The Seattle summer has already been brutal, and that was before the record-breaking heat wave of the end of June 2021.
Usually, Seattle calls it June-uary. Historically, the beginning of summer comes into the Emerald City on a carpet of fog and rain and only gradually heats up into a golden, glowing August. The average high temperature in Seattle, until the last decade, was just 74 degrees. The June high record for the entire state is 113, and that was over on the eastern desert side of the mountains, not in Seattle.
On June 16, Seattle sweltered under 93 degrees before a brief respite of foggy mornings and even rain, but as the last weekend in June approached, forecasters were warning of triple-digit temperatures to come.
Seattle, which usually has a sea breeze cooling it from Elliot Bay and Admiralty Inlet, has only recorded three days over 100 degrees Fahrenheit in its history, with a record high of 103 degrees in 2009. The National Weather Service had predicted a possible 105 on June 28–and the city hit that dubious milestone.
While readers from interior and southern states might be laughing at the Pacific Northwest panicking at these numbers, it’s worth remembering that out of all major American cities, Seattle has the fewest air conditioners. Fewer than 40 percent of homes in the metro area have AC, and portable air conditioning units for windows and rooms sell out in all local retailers earlier and earlier every summer.
“If you’re keeping a written list of the records that will fall, you might need a few pages by early next week,” NWS Seattle tweeted, as it announced that the Seattle summer had already tied a record Friday for the highest morning-low temperature.

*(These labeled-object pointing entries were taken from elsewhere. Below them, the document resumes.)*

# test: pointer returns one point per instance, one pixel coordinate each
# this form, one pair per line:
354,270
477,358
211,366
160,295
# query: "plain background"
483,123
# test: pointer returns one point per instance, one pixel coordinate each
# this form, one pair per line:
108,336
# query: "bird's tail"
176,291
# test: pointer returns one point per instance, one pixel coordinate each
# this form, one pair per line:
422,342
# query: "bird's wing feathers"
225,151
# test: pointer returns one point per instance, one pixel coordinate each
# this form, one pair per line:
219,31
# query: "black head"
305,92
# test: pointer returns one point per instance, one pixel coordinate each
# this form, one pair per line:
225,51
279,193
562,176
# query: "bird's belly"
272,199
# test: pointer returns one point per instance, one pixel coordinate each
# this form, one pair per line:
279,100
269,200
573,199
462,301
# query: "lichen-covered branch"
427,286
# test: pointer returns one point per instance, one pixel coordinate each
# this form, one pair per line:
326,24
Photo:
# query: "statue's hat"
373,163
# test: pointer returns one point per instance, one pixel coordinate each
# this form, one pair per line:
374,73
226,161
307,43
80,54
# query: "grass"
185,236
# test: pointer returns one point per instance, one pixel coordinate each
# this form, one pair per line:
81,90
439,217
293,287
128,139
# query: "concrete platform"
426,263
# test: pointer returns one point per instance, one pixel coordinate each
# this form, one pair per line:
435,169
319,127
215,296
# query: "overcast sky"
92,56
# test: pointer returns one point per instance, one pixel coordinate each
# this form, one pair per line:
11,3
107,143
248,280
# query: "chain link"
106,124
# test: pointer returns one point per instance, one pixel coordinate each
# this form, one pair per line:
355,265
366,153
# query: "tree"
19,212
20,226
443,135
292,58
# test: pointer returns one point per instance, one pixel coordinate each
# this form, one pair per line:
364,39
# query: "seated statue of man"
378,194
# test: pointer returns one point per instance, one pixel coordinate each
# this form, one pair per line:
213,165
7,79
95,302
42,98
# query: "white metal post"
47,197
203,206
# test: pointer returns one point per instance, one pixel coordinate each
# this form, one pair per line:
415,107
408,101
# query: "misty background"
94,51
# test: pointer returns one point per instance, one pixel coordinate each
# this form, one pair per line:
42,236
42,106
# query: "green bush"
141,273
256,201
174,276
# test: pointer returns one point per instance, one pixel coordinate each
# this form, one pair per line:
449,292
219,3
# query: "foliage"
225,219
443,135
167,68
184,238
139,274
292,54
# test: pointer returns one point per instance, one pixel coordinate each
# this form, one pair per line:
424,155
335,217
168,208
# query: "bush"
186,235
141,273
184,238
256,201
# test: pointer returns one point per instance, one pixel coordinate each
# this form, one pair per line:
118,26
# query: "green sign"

Libraries in Seattle and surrounding areas offered extended hours to provide air conditioning to those who don’t have it at home (and to those who don’t have a home to take shelter in), including on Sunday when they are usually closed. Sports events were rescheduled, and even outdoor COVID-19 vaccination clinics were canceled. The state is also bracing for a significant wildfire season as the dry, hot air desiccates forests, which are already dry due to drought conditions.